Last thing: special thanks to Lucy Grimwood for the absolutely stunning Video Game City logo art. It's just gorgeous.
We hope you enjoy these pieces, and have a think about your own favourite cities.
Queen's Station
They say the best way to arrive in a city is by train. I think that probably holds true even when the train is actually a giant stag beetle, summoned by the ring of a bell. Actually, it's perfect - Hollow Knight's fast travel Stagways system blends the best of trains and hansom cabs. Victoriana of a certain kind - the pre-raphaelites, Christina Rosetti - shimmers through this world.
And this is never clearer than at the Queen's Station, the jewel of the Stagways system. When I think of Hollow Knight, a delicate, brutal metroidvania set in the moonlit world of insects, I always think of this place. It feels like it's the centre of something vast, the way that Grand Central feels like it has arteries and veins open to the whole of New York. It's a place you pass through, and yet it's also a place that rewards stopping to take a break. Of all of the railway stations in video games, The Queen's Station is my favourite.
This is perhaps in part because it orients me, as a good train station should. In Hollow Knight I am often flung far across the map, following threads I can barely keep track of and cowering from the next boss. Just knowing the Queen's Station is there - always within relatively easy reach - give me the pluck I need to explore just a little further.
Like a lot of train stations it's a place of abstract usefulness, an idea of a place as much as a place in its own right - it's primarily a spot on the map.
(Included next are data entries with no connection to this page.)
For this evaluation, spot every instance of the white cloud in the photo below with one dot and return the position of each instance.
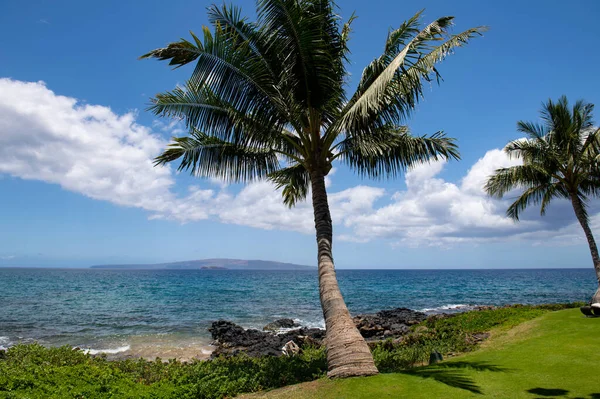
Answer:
(91, 150)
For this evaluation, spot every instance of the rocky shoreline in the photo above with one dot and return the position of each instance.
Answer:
(285, 336)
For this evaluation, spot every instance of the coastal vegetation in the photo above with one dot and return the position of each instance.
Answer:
(268, 100)
(561, 160)
(33, 371)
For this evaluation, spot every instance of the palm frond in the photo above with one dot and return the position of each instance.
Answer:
(391, 151)
(295, 182)
(516, 177)
(208, 156)
(388, 92)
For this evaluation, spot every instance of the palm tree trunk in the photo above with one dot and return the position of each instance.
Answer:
(348, 354)
(580, 213)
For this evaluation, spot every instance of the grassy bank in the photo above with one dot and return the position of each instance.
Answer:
(553, 356)
(32, 371)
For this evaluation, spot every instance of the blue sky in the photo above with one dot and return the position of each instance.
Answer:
(64, 200)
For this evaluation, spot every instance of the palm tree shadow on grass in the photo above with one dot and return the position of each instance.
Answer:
(557, 392)
(452, 374)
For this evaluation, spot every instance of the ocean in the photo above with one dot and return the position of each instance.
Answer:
(166, 313)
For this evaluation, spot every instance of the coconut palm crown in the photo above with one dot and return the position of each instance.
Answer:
(267, 100)
(560, 160)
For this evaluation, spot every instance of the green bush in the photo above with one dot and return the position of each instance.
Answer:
(33, 371)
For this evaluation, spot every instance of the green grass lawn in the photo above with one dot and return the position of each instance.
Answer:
(556, 355)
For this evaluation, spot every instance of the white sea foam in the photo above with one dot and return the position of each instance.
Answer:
(452, 307)
(107, 351)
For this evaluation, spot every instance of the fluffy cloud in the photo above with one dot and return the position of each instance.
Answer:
(91, 150)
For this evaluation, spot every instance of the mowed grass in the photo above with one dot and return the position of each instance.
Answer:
(556, 355)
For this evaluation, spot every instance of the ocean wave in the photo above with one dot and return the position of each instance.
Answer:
(450, 307)
(120, 349)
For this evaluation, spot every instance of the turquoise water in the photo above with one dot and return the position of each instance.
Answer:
(163, 311)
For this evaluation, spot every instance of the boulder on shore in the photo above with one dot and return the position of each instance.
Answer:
(231, 339)
(280, 324)
(388, 323)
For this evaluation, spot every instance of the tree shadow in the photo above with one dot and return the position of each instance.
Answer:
(452, 374)
(548, 392)
(544, 393)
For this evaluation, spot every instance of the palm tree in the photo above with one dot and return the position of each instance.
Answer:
(267, 100)
(560, 160)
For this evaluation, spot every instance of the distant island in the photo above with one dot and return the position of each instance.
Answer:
(213, 264)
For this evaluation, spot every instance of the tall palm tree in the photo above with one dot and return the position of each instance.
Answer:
(560, 160)
(267, 99)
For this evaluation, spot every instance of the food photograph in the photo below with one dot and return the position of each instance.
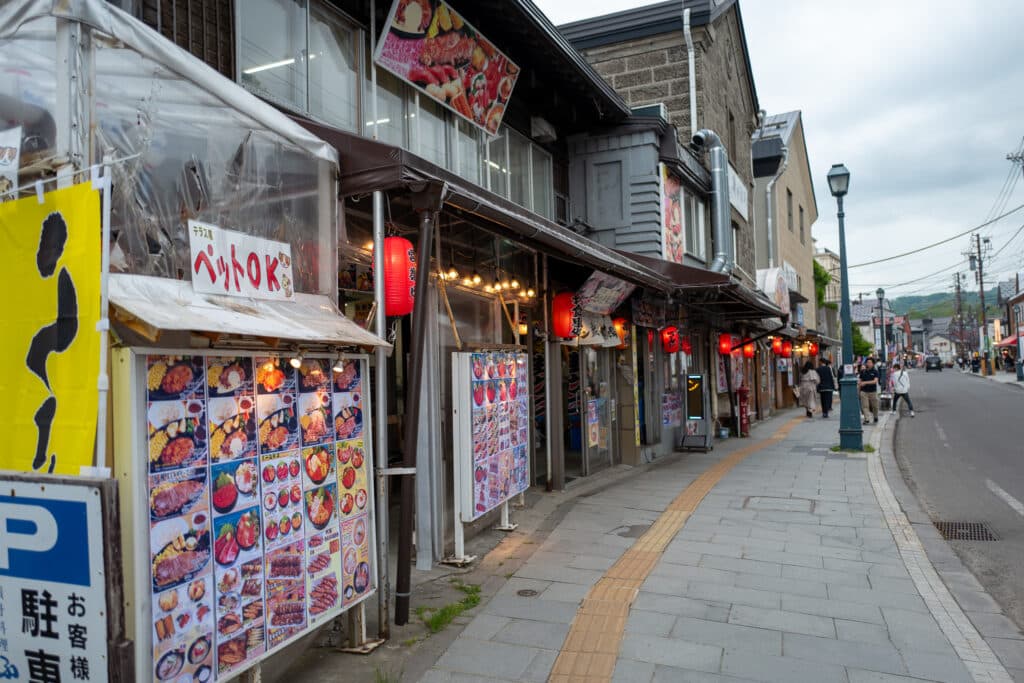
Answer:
(176, 434)
(232, 427)
(227, 376)
(279, 428)
(174, 377)
(431, 46)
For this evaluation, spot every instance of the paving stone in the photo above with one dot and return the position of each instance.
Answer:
(484, 657)
(780, 670)
(782, 621)
(846, 652)
(728, 636)
(777, 584)
(631, 671)
(543, 635)
(730, 594)
(672, 652)
(935, 667)
(887, 598)
(834, 608)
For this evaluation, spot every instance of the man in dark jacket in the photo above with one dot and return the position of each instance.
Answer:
(826, 385)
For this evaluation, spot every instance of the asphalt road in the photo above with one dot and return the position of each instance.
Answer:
(963, 456)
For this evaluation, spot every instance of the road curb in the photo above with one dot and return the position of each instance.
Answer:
(922, 558)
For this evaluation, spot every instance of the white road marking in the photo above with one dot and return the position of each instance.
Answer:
(1007, 498)
(976, 654)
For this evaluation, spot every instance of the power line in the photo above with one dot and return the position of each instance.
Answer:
(937, 244)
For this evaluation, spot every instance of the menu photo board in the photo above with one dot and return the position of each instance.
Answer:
(255, 472)
(430, 46)
(491, 415)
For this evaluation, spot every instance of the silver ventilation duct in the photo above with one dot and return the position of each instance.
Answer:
(720, 220)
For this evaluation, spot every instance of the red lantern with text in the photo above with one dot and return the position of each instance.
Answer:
(725, 344)
(670, 339)
(561, 314)
(399, 276)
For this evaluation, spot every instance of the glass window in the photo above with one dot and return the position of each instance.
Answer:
(543, 183)
(519, 187)
(272, 62)
(334, 70)
(498, 165)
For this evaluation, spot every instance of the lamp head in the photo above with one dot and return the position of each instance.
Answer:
(839, 179)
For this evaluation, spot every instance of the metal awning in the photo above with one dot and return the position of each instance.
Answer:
(172, 305)
(369, 165)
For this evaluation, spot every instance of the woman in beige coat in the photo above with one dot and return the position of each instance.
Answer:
(809, 388)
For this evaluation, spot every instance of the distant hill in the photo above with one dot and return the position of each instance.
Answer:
(942, 304)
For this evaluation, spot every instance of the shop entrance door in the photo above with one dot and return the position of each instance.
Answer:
(599, 428)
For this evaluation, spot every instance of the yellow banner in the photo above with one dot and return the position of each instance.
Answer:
(49, 348)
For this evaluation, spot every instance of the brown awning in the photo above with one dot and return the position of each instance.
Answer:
(369, 165)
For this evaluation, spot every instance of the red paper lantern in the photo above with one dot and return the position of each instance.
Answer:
(623, 331)
(561, 315)
(670, 339)
(399, 276)
(725, 344)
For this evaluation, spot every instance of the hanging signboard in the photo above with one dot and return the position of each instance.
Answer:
(429, 45)
(491, 421)
(602, 293)
(10, 159)
(673, 245)
(260, 512)
(50, 346)
(232, 263)
(53, 611)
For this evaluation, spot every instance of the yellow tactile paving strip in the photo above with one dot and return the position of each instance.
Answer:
(590, 650)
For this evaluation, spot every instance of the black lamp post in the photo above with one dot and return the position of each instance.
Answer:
(851, 434)
(881, 293)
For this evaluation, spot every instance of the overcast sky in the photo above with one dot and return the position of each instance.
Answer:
(922, 101)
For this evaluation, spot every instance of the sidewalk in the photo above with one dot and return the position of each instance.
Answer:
(786, 569)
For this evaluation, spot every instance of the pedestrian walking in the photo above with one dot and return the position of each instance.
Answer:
(867, 382)
(809, 387)
(826, 385)
(901, 388)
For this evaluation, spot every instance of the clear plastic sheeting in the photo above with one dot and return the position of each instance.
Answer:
(168, 304)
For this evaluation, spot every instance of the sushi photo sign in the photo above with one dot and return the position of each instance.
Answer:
(492, 429)
(260, 516)
(430, 46)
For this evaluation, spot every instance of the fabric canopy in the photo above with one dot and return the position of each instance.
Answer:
(172, 305)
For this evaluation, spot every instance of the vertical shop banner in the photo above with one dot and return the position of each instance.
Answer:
(52, 583)
(50, 347)
(232, 263)
(10, 160)
(255, 466)
(492, 412)
(673, 245)
(430, 46)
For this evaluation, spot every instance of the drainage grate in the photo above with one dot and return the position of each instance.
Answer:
(966, 531)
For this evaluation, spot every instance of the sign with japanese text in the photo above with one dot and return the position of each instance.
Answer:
(50, 348)
(430, 46)
(232, 263)
(52, 587)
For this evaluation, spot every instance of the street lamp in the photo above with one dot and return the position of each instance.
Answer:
(881, 293)
(851, 433)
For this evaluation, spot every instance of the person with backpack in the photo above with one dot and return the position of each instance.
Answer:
(826, 385)
(901, 388)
I have a sense of it - moonlight on railings, old stone, banners written in languages I cannot read - but in order to write this piece I decided to go back there, and not just spend a few minutes taking it in, but also snap a few pictures, so that I could see the place afresh, one screen at a time.
Here is what I learned. The Queen's Station is not just a beauty of the gilded age. It is in disrepair, with the odd piece of railing askew, the odd banner in tatters. It is stone and glinting metal, but the meadow is creeping back in - ivy clusters under the milky light of the lamps, each one housing a tiny shining creature, while one area is turned into a navigation puzzle by dense creepers and their sharp pink spines.
There's an old Lincoln Preston novel, I think, which has as a location an abandoned subway station, part of a secret, privileged network that would take the rich between one hotel and another without having to mingle with us ordinary people. These places succumbed to entropy and disrepair, but they are still down there waiting for the plot to reach them - silent platforms with sagging chandeliers and gap-toothed grand pianos.
And there's something of this to the Queen's Station - a jewel, but a misty one, its brightness clouded by time. But the space itself remains alive, just sleeping. And across the course of my journeys I will have reason to visit it many times.